1993 Volume 2 Issue 2 Pages 223-226,171
A patient with gastric carcinoma which recurred as a solitary colonic metastasis 10 years after gastrectomy is reported. The patient was a 52-year-old man who had undergone total gastrectomy and pancreatico-splenectomy (Appleby's procedure) for Type 5 gastric carcinoma. Histologic examination showed poorly differentiated adenocarcinoma invading the gastric wall to reach the serosal surface (se) with limited lymph node metastases (to n1 nodes). He remained well until 10 years after surgery, when he developed epigastric pain and abdominal distenton. Physical examination revealed a 10-cm-mass in the upper abdomen. Barium enema showed a circumferential stenosis at the midpoint of the transverse colon. Endoscopy showed the colonic mucosa was edematous and featured an irregular cobblestone pattern, that was suggestive of submucosal infiltration.
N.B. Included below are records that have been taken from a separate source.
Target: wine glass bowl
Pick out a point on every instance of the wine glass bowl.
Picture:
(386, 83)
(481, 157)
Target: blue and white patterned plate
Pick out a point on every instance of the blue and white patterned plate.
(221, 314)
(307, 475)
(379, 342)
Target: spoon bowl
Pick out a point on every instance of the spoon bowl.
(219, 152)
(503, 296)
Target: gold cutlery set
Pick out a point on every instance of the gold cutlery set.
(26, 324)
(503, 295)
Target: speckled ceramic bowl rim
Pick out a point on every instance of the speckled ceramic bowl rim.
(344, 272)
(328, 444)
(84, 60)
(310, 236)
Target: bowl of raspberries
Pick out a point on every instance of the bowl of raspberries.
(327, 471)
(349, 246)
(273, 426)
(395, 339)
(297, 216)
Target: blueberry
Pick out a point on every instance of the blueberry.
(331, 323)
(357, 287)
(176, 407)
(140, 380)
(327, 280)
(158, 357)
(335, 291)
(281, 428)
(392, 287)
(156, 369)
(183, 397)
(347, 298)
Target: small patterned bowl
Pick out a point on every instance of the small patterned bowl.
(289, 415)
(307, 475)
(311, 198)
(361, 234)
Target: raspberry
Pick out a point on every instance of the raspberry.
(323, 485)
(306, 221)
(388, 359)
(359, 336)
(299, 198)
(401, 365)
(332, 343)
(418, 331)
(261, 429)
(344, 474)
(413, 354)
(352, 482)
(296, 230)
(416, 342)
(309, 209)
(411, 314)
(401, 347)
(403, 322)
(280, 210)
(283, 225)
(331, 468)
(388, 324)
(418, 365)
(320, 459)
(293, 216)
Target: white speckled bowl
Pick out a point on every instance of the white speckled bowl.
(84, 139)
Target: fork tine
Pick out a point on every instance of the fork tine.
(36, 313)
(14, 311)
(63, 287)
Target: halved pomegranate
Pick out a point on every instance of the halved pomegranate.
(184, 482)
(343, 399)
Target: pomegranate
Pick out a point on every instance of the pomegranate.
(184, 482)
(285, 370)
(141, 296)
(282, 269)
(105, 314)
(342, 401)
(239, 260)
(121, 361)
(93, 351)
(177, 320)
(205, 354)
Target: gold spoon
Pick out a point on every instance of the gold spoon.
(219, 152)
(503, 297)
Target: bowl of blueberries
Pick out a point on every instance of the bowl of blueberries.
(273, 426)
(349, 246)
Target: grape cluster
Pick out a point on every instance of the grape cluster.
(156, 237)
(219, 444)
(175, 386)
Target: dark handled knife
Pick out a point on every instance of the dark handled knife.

Under the working diagnosis of recurrent gastric cancer, transverse colectomy was performed. Histologic examination revealed poorly differentiated adenocarcinoma that was very similar to the gastric carcinoma resected 10 years earlier. Although the tumor was transmural, it was more extensive at the serosal surface and the mucosa was intact. Judging from the mode of extension, this case was diagnosed as solitary recurrence of gastric carcinoma in the transverse colon from a microscopic tumor focus.